Hmm. I always get super wary when multiple atomic locations are involved, since interleaving based intuition breaks down. But a kind of seqlock could work in this case…
Entirely untested and isn't soundly unique, but it'd look something like:
#![cfg(target_pointer_width = "32")]
static HI: AtomicU32 = AtomicU32::new(0);
static LO: AtomicU32 = AtomicU32::new(0);
// invariant: maximum of (2**31 - 1) threads
// (32 bit std makes this assumption for us)

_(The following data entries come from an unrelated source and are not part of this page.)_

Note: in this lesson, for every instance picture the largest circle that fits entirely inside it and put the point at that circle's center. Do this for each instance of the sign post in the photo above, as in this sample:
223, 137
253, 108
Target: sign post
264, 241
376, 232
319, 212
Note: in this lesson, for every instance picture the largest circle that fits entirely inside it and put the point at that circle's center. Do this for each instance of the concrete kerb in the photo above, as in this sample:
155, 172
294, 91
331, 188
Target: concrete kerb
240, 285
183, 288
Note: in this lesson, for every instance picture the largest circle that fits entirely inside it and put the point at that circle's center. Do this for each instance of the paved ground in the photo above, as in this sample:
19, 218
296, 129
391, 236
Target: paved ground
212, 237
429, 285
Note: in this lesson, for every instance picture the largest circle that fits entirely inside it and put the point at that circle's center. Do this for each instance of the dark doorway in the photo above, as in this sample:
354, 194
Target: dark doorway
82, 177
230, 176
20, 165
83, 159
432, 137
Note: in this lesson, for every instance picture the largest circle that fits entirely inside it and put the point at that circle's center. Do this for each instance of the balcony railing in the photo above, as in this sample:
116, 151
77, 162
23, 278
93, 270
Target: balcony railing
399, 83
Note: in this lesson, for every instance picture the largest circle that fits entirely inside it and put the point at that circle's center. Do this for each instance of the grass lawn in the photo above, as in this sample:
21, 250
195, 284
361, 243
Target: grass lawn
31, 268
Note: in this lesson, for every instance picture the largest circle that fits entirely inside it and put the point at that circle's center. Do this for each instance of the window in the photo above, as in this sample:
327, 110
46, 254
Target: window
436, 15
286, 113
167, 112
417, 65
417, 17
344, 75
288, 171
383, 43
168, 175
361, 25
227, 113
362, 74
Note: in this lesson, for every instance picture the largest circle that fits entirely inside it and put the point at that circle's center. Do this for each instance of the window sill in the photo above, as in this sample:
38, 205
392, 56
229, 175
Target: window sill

const MAX: u32 = i32::MAX as u32;
pub fn next() -> (u32, u32) {
let hi = HI.load(Acquire);
let lo = LO.fetch_add(1, AcqRel);
if lo <= MAX {
(hi, lo)
} else {
next_slow(hi, lo)
}
}
#[cold]
fn next_slow(hi: u32, lo: u32) -> (u32, u32) {
if hi == u32::MAX {
abort!("id space exhausted")
}
let Ok(_) = HI.compare_exhange(hi, hi + 1, Release, Relaxed) else {
return next(); // lost the race; retry
};
let Ok(_) = LO.compare_exhange(lo, 0, Release, Relaxed) else {
return next(); // lost the race; retry
};
(hi, lo)
}
Unfortunately, this is vulnerable to an ABA issue common to seqlock constructs — if our HI/LO write is split by other threads incrementing LO all the way back, then it's possible to reset LO twice on the same HI value — and it's not possible to fix this without some kind of lock, whether spin, futex, or mutex. Still untested, but I believe should be soundly unique:
const LOCKED: u32 = u32::MAX;
pub fn next() -> (u32, u32) {
let mut hi = HI.load(Relaxed);
while hi == LOCKED {
atomic_wait_if(&HI, LOCKED);
hi = HI.load(Acquire);
}
let lo = LO.fetch_add(1, Relaxed);
if lo <= MAX {
(hi, lo)
} else {
next_slow(hi, lo)
}
}
#[cold]
fn next_slow(hi, lo) -> (u32, u32) {
let next = hi + 1;
if next == LOCKED {
abort!("id space exhausted")
}
let Ok(_) = HI.compare_exhange(hi, LOCKED, Relaxed, Relaxed) else {
return next(); // lost the race; retry
};
LO.store(0, Relaxed);
HI.store(next, Release);
atomic_wake_all(&HI);
(hi, lo)
}
All that explored, however, Mutex<u64>
is good enough for std and ThreadId
. Just use Mutex<u64>
.